The jury did not go so far as to say Musk pulled off a full fraudulent scheme, but they did find that he misled shareholders while trying to wriggle around the deal he had already agreed to. After years of acting like posting is a substitute for responsibility, Musk has now received the extremely funny news that tweets can, in fact, have consequences.

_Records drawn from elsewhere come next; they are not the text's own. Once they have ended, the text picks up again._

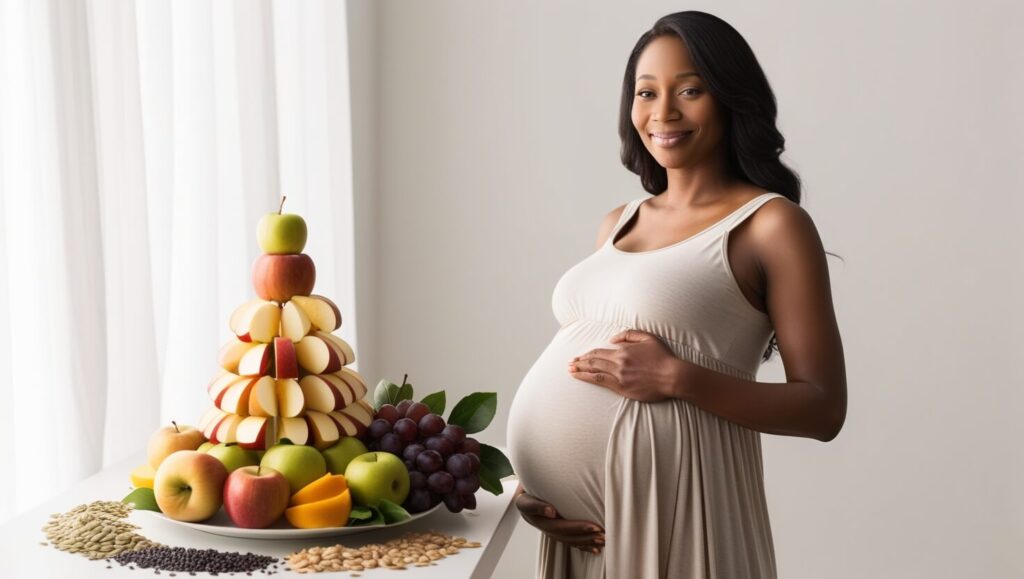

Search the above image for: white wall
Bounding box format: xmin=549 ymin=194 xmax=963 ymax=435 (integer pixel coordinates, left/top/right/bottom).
xmin=351 ymin=1 xmax=1024 ymax=577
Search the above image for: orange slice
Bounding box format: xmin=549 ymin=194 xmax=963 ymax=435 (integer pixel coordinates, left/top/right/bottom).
xmin=285 ymin=489 xmax=352 ymax=529
xmin=130 ymin=464 xmax=156 ymax=489
xmin=290 ymin=473 xmax=348 ymax=507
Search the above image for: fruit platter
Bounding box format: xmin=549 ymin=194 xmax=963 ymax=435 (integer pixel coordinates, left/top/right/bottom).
xmin=122 ymin=199 xmax=515 ymax=538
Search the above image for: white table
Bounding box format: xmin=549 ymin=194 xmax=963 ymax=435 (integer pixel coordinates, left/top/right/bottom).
xmin=0 ymin=452 xmax=521 ymax=579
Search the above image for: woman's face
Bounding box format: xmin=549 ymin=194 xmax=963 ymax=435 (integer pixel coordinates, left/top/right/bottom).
xmin=631 ymin=34 xmax=725 ymax=170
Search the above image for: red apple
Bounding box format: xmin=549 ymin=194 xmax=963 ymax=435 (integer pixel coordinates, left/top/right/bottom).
xmin=223 ymin=465 xmax=291 ymax=528
xmin=252 ymin=254 xmax=316 ymax=303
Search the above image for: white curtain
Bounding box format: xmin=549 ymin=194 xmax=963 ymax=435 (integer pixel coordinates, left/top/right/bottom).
xmin=0 ymin=0 xmax=358 ymax=523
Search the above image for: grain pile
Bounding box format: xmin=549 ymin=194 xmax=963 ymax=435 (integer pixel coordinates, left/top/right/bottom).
xmin=286 ymin=531 xmax=482 ymax=575
xmin=41 ymin=500 xmax=159 ymax=560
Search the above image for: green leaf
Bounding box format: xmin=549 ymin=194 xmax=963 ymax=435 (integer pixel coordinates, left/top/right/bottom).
xmin=348 ymin=505 xmax=374 ymax=521
xmin=420 ymin=391 xmax=446 ymax=415
xmin=447 ymin=392 xmax=497 ymax=434
xmin=122 ymin=488 xmax=161 ymax=512
xmin=349 ymin=505 xmax=385 ymax=526
xmin=397 ymin=381 xmax=414 ymax=403
xmin=480 ymin=444 xmax=514 ymax=479
xmin=373 ymin=380 xmax=396 ymax=411
xmin=477 ymin=465 xmax=503 ymax=496
xmin=377 ymin=499 xmax=411 ymax=524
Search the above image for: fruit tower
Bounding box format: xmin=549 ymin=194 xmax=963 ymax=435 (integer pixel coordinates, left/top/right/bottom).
xmin=198 ymin=198 xmax=374 ymax=451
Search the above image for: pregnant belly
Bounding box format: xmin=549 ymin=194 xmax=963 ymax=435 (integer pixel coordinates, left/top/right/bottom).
xmin=507 ymin=320 xmax=626 ymax=523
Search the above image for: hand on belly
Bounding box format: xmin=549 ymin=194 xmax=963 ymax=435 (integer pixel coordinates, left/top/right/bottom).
xmin=514 ymin=488 xmax=605 ymax=555
xmin=569 ymin=328 xmax=682 ymax=402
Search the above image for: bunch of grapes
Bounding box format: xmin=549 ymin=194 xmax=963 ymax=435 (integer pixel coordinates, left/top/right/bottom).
xmin=363 ymin=400 xmax=482 ymax=513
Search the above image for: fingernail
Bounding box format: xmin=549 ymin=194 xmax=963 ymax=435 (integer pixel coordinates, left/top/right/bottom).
xmin=544 ymin=507 xmax=555 ymax=517
xmin=588 ymin=526 xmax=600 ymax=533
xmin=591 ymin=548 xmax=600 ymax=554
xmin=595 ymin=538 xmax=604 ymax=545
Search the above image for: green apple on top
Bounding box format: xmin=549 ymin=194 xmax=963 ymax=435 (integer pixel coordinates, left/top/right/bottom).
xmin=260 ymin=438 xmax=327 ymax=494
xmin=257 ymin=196 xmax=307 ymax=254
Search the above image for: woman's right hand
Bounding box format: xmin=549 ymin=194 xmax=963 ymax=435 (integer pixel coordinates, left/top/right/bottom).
xmin=514 ymin=485 xmax=605 ymax=555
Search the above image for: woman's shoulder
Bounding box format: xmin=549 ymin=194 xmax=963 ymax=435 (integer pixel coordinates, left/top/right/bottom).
xmin=594 ymin=200 xmax=637 ymax=249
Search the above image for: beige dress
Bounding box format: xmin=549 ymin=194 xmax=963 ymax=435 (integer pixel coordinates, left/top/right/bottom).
xmin=507 ymin=193 xmax=783 ymax=579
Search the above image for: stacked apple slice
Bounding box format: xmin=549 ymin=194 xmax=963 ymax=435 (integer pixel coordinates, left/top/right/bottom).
xmin=198 ymin=199 xmax=374 ymax=451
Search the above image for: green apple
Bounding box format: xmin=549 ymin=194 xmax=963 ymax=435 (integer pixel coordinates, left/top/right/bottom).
xmin=257 ymin=197 xmax=307 ymax=254
xmin=322 ymin=437 xmax=368 ymax=475
xmin=260 ymin=439 xmax=327 ymax=494
xmin=344 ymin=451 xmax=410 ymax=507
xmin=197 ymin=441 xmax=215 ymax=453
xmin=207 ymin=442 xmax=259 ymax=473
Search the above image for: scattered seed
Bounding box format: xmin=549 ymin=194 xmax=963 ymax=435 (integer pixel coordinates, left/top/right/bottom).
xmin=41 ymin=501 xmax=159 ymax=560
xmin=286 ymin=531 xmax=483 ymax=573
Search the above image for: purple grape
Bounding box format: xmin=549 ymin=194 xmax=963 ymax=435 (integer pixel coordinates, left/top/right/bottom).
xmin=427 ymin=471 xmax=455 ymax=495
xmin=416 ymin=449 xmax=443 ymax=473
xmin=409 ymin=470 xmax=427 ymax=490
xmin=466 ymin=453 xmax=480 ymax=473
xmin=405 ymin=488 xmax=431 ymax=513
xmin=455 ymin=473 xmax=480 ymax=495
xmin=395 ymin=399 xmax=413 ymax=416
xmin=377 ymin=404 xmax=400 ymax=425
xmin=380 ymin=432 xmax=404 ymax=455
xmin=405 ymin=402 xmax=430 ymax=423
xmin=366 ymin=440 xmax=380 ymax=452
xmin=428 ymin=491 xmax=442 ymax=508
xmin=460 ymin=437 xmax=481 ymax=456
xmin=443 ymin=491 xmax=464 ymax=513
xmin=403 ymin=443 xmax=425 ymax=463
xmin=418 ymin=413 xmax=446 ymax=437
xmin=426 ymin=436 xmax=455 ymax=457
xmin=462 ymin=493 xmax=477 ymax=510
xmin=404 ymin=459 xmax=416 ymax=471
xmin=369 ymin=418 xmax=392 ymax=439
xmin=441 ymin=424 xmax=466 ymax=446
xmin=393 ymin=418 xmax=419 ymax=443
xmin=446 ymin=453 xmax=471 ymax=478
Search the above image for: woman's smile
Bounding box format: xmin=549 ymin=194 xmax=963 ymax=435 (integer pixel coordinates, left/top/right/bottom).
xmin=650 ymin=130 xmax=694 ymax=147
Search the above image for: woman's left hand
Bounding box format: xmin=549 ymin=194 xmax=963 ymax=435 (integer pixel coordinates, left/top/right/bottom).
xmin=569 ymin=329 xmax=684 ymax=402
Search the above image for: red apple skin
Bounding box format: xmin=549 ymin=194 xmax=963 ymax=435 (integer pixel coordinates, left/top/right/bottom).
xmin=252 ymin=254 xmax=316 ymax=302
xmin=223 ymin=466 xmax=291 ymax=528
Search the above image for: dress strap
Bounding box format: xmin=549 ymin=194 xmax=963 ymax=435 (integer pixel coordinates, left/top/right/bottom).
xmin=723 ymin=193 xmax=787 ymax=232
xmin=604 ymin=198 xmax=645 ymax=247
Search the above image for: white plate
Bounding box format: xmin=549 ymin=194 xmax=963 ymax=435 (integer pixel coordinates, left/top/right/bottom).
xmin=143 ymin=503 xmax=443 ymax=539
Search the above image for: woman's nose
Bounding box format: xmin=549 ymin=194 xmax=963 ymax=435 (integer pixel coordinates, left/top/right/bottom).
xmin=655 ymin=96 xmax=681 ymax=122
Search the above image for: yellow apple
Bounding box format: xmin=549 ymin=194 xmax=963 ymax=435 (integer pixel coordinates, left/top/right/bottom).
xmin=147 ymin=422 xmax=206 ymax=469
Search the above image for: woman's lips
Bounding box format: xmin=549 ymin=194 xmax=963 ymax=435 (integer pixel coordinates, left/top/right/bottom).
xmin=650 ymin=131 xmax=693 ymax=147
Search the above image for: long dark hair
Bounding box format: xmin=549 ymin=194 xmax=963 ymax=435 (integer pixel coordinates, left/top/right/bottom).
xmin=619 ymin=11 xmax=807 ymax=363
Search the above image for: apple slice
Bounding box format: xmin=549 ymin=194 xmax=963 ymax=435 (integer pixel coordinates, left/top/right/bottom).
xmin=298 ymin=375 xmax=343 ymax=413
xmin=295 ymin=335 xmax=342 ymax=374
xmin=217 ymin=339 xmax=259 ymax=373
xmin=237 ymin=343 xmax=273 ymax=376
xmin=247 ymin=376 xmax=278 ymax=417
xmin=336 ymin=367 xmax=369 ymax=401
xmin=281 ymin=300 xmax=312 ymax=342
xmin=327 ymin=411 xmax=360 ymax=437
xmin=276 ymin=378 xmax=305 ymax=417
xmin=315 ymin=331 xmax=355 ymax=365
xmin=291 ymin=295 xmax=342 ymax=332
xmin=337 ymin=400 xmax=372 ymax=437
xmin=274 ymin=337 xmax=298 ymax=379
xmin=208 ymin=373 xmax=248 ymax=406
xmin=231 ymin=300 xmax=281 ymax=343
xmin=214 ymin=414 xmax=244 ymax=444
xmin=320 ymin=373 xmax=355 ymax=408
xmin=228 ymin=299 xmax=263 ymax=341
xmin=205 ymin=413 xmax=232 ymax=443
xmin=304 ymin=411 xmax=340 ymax=449
xmin=199 ymin=407 xmax=226 ymax=434
xmin=218 ymin=377 xmax=259 ymax=416
xmin=279 ymin=416 xmax=310 ymax=445
xmin=236 ymin=416 xmax=270 ymax=450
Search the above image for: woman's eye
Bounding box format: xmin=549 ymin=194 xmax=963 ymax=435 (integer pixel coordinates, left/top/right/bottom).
xmin=680 ymin=88 xmax=700 ymax=96
xmin=636 ymin=90 xmax=654 ymax=98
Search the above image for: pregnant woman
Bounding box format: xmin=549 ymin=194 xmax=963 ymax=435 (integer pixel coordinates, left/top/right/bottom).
xmin=506 ymin=11 xmax=847 ymax=579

As the administration is doing its level best to dress aggression up as virtue, this next contrast belongs here too, exactly as written: An update to my earlier essay on Trump, Hegseth, and the sanctification of force: new reporting on Pope Leo XIV offers a striking counterpoint. While this administration continues to aestheticize violence and wrap militarism in the language of providence, civilization, and strength, Leo is warning that “war is back in vogue” and that the postwar taboo against imposing dominion through force is being deliberately eroded. That matters, especially in light of Hegseth’s efforts to fuse American military power with explicitly Christian rhetoric. Leo’s position makes clear that this administration’s worldview is not some broad expression of Christian teaching, but a far narrower and more dangerous blend of nationalism, militarism, and moral self-anointment. In plain terms: Trump admires the firepower, Hegseth blesses it, and Leo is warning the world not to confuse that with righteousness.
That same corruption of public morality is showing up at home in smaller but still telling ways. One of the more useful pieces circulating this morning notes how far our political culture has fallen in just a decade. Trump entered national politics railing against corruption, promising to “drain the swamp.” Now the presidency itself has become a licensing platform, a checkout page, a branded shopping channel with Bibles, watches, guitars, phones, and a thousand little disclaimers in fine print. The old scandal was that politicians privately profited from access. The new scandal is that they do it out loud, on camera, and dare you to call it scandalous while the checkout cart processes your order.
Astonishing how much damage one man has been able to wrought, though the tragedy is that he has never done it alone. He has had a party, a media ecosystem, a donor class, a court faction, and a cult of grievance helping him sand down each new atrocity until it feels like weather. But this morning’s story is what happens when the weather starts wrecking ports, budgets, alliances, markets, supply chains, and press freedom all at once. At a certain point even propaganda cannot hide the smell of smoke.
Marz and I slept in a little this morning after staying up late for a longer moonbeam vigil, sending love from Oregon’s South Coast.




Always good to have a voice of sanity on the day's madness. Thank you.
P.S. I think the present tense of 'wrought' is 'work' - bizarre though it may seem. Not 'wring', in any event, but not 'wrought' either. Maybe what Trump has wrought is what one man can do, or create, or even wreak.
Thank you, Mary. I appreciate you dissecting the events of the day for those of us who can no longer stand the sound of tRump's voice or his "version" of the news. At any rate, anything tRump says is literally suspect. That is one thing, possibly the only thing, we can count on from this administration.